Political and economic diplomacy may be the core business of his job, but the ambassador puts emphasis on understanding culture, where reading may not even be enough.

"I think reading a book is very good, but watching a movie or painting sometimes makes you understand the culture and people's psyches better than words," he says. "Culture is extremely important if you want to understand what is happening in the country you are staying in. You need to learn the language and the issue is you must invest in understanding people's psyche and the history of the country. But if you want to do it well, you also have to listen to your counterparts -- not only talk. It must be an exchange and I think this is where cultural diplomacy stands."  

Thailand and France share 160 years of diplomatic ties and this year's celebration will see a large gastronomic event in the ambassador's residence's garden.

"For us French, we think that gastronomy is part of cultural diplomacy.

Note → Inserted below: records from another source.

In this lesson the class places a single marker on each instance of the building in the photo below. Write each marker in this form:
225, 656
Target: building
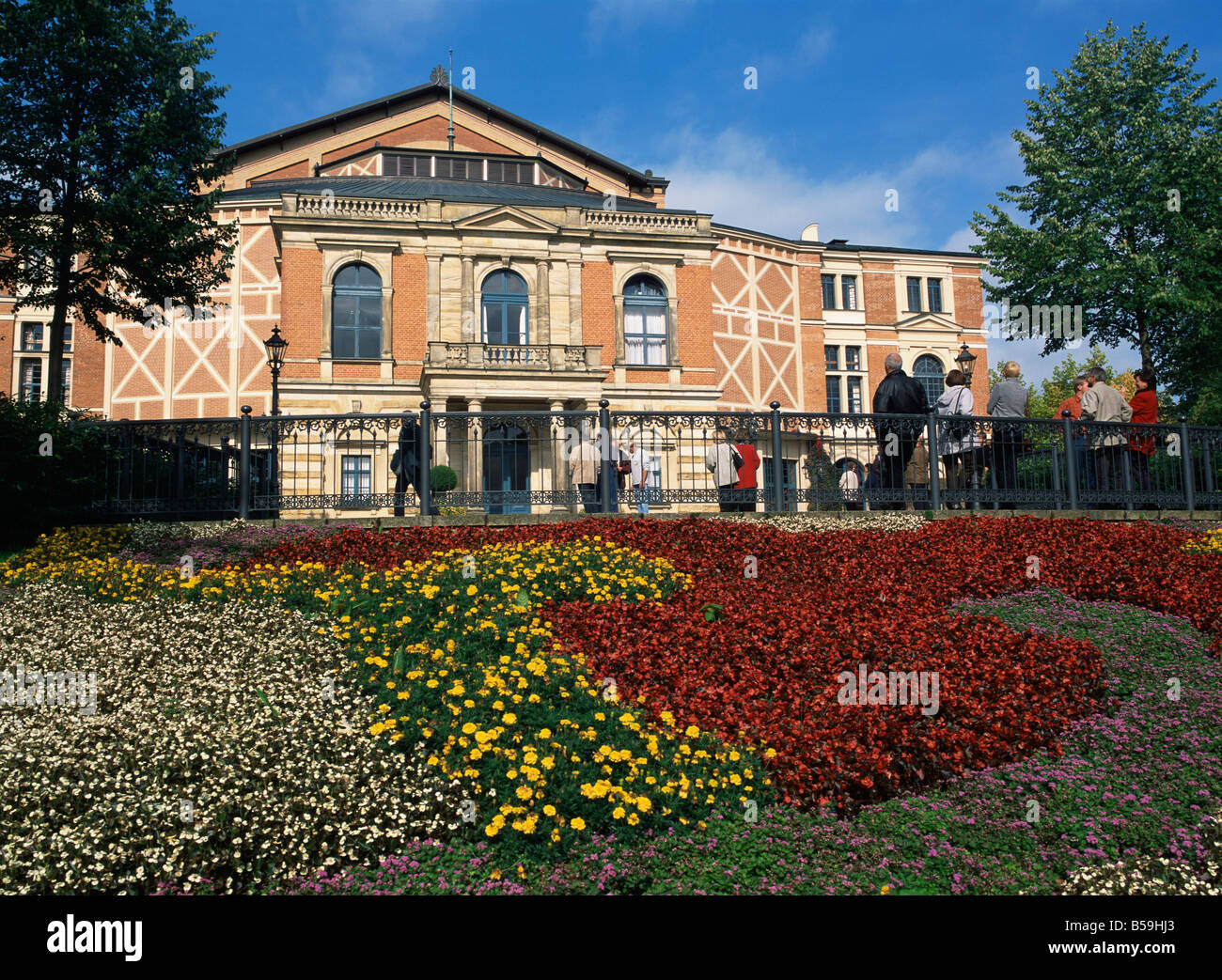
509, 268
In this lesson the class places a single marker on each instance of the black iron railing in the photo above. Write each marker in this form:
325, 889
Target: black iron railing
508, 462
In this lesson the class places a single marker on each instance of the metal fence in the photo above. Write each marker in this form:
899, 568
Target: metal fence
524, 462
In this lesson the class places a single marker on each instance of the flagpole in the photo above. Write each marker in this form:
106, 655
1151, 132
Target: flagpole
450, 78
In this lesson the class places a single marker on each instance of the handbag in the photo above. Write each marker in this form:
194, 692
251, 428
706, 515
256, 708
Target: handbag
958, 430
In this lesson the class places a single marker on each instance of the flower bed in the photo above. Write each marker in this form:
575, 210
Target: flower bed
225, 752
485, 655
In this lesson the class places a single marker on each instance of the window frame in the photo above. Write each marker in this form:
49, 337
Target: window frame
927, 381
36, 365
848, 283
649, 342
933, 286
361, 475
357, 293
848, 394
504, 301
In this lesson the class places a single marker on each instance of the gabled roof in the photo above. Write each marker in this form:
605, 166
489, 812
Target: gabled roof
472, 101
438, 190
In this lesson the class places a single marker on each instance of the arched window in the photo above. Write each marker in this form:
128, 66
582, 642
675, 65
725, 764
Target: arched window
928, 370
644, 320
505, 308
355, 313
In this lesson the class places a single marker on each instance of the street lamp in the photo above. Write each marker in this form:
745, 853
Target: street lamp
275, 346
966, 362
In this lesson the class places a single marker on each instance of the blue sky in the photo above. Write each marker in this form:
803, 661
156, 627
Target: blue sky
854, 98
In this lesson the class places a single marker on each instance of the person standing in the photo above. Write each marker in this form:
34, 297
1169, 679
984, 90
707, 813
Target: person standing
1103, 403
1073, 406
1145, 412
724, 462
850, 485
957, 438
744, 489
583, 471
897, 395
1007, 401
640, 474
871, 482
406, 464
916, 476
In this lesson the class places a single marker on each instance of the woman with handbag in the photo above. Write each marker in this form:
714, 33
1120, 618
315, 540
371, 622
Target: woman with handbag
1145, 412
725, 462
1007, 402
957, 440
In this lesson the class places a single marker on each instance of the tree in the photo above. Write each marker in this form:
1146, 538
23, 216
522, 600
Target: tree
1123, 210
109, 132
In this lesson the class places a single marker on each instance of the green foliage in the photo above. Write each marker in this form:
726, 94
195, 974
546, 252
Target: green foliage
110, 129
1123, 210
39, 491
443, 479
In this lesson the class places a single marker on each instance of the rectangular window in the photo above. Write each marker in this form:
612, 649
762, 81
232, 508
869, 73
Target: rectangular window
355, 479
935, 296
644, 334
854, 397
31, 336
848, 288
31, 379
829, 292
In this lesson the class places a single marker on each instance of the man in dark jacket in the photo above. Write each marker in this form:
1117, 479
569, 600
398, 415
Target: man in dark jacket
897, 395
407, 472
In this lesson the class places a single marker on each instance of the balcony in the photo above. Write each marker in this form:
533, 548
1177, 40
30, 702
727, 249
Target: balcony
514, 357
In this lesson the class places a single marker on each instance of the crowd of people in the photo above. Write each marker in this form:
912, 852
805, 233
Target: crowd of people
972, 455
899, 474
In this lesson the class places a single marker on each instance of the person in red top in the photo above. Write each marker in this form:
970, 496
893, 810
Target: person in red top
1073, 406
745, 501
1145, 412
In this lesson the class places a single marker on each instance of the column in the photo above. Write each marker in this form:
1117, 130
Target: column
672, 329
558, 468
619, 329
468, 300
542, 302
574, 303
432, 291
475, 447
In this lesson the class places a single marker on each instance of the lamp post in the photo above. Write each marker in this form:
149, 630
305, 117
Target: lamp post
275, 346
966, 362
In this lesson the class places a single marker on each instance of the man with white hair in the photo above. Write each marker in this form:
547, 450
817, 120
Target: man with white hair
1007, 401
897, 395
1101, 402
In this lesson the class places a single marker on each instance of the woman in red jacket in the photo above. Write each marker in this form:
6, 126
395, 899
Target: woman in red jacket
1145, 412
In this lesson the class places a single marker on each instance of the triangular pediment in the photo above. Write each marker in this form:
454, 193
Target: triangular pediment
422, 118
506, 218
927, 320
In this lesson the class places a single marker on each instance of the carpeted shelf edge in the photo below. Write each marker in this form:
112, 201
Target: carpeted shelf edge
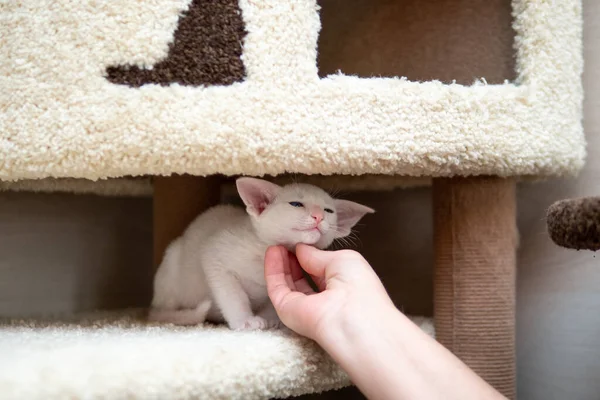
119, 355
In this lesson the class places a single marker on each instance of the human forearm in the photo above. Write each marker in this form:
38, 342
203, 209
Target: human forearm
388, 357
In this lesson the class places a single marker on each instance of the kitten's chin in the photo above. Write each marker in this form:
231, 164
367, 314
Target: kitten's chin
310, 237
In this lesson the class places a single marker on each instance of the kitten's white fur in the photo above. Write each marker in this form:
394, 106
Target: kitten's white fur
215, 270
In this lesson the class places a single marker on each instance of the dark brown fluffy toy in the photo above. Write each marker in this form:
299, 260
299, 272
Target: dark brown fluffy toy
575, 223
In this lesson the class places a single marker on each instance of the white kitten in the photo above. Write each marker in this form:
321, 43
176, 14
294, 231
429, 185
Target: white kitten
215, 270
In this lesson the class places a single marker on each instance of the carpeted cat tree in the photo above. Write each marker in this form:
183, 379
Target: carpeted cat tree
173, 98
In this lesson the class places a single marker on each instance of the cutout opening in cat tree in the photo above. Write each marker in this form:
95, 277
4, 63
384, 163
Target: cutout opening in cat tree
421, 40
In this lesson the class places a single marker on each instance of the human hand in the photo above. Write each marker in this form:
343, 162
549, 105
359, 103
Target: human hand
349, 289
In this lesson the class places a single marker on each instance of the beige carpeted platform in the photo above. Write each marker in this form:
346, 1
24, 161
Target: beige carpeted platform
117, 355
94, 90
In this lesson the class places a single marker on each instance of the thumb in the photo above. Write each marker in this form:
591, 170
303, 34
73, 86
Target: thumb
313, 260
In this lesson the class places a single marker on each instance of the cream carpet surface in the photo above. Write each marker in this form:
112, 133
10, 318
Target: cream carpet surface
117, 355
96, 89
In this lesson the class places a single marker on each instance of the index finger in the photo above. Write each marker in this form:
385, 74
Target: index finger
275, 275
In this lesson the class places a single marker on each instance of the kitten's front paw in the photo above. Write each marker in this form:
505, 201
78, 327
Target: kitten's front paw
275, 324
252, 323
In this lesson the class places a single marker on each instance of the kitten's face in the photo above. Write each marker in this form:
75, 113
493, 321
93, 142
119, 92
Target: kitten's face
298, 213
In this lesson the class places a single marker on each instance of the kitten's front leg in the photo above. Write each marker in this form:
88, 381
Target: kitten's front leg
232, 300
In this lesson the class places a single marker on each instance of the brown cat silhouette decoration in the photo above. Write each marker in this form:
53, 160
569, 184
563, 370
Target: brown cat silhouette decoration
206, 50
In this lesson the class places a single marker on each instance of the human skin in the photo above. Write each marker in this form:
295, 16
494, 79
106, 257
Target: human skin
353, 319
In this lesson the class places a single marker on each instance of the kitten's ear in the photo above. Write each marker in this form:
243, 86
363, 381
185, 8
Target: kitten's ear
349, 213
256, 194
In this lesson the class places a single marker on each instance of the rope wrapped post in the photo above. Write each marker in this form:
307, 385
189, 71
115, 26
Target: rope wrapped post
178, 199
475, 275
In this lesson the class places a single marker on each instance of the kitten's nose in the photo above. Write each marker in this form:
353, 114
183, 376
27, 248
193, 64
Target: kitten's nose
317, 216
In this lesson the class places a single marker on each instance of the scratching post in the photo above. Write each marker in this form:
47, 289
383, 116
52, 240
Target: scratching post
178, 199
474, 281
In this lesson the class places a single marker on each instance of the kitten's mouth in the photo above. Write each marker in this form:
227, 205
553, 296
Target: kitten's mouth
313, 229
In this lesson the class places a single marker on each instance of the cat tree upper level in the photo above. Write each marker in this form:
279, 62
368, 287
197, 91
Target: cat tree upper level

There will be no competition between the Thai and French cooks, as it will be more of a chance for people to taste many different dishes. I want it to be an exceptional garden party reflecting the identity of two countries crazy about cuisine," the food-enthusiast says with a smile.

The plot of land that the French embassy and residence sits on near the river in Bang Rak was bestowed to France by King Mongkut in 1857. Diplomatic relations first began when a treaty was signed in 1856 during the king's reign, where embassies were exchanged and Thai ambassadors were sent to Napolean III's court in Fontainebleau. While the first floor of the ambassador's residence used to serve as the office as well, today a spanking new and sleek, grey building has been unveiled as the new embassy.

If anything, it represents the changing times and an increasingly urban society, but Ambassador Garachon is confident one thing about Thailand remains, after living in the country during two different decades, as well as in other Asean countries.

"This great refinement in human relations that you call politeness, to me, is really sophistication," he says. "What I love about Asia and Thailand is the heart and core of the culture do not really change so much. The way they behave or their psyche do not change -- like when you see comics and it moves onto the internet from paper, but the aesthetic sense of humour is still the same.

"I see a great cultural stability but also a lot of new channels of communication and it's not the core that's changing. It's the surface that does but the core is still there and this is very important because it's the heritage and DNA -- what makes Thai people Thai." 

It's only been three months so far since the native of Burgundy relocated to Bangkok but just as he marvels at the amount of new restaurants available in the city today, he's just as excited about his work and what the new AEC community has in store for him. The ambassador says: "Thailand has always been influential in the region and still is now.

"The economic market is a great chance for Thailand because when Europe had their common market, you see how it develops trade so much. Thailand is a hub for communication and transportation. I see a really bright future for Thailand and the whole region. It's a very promising and dynamic region and the pace is going to increase even more.

"My job, to develop better relations between Thailand, Asean and the EU, is a challenge and a great pleasure."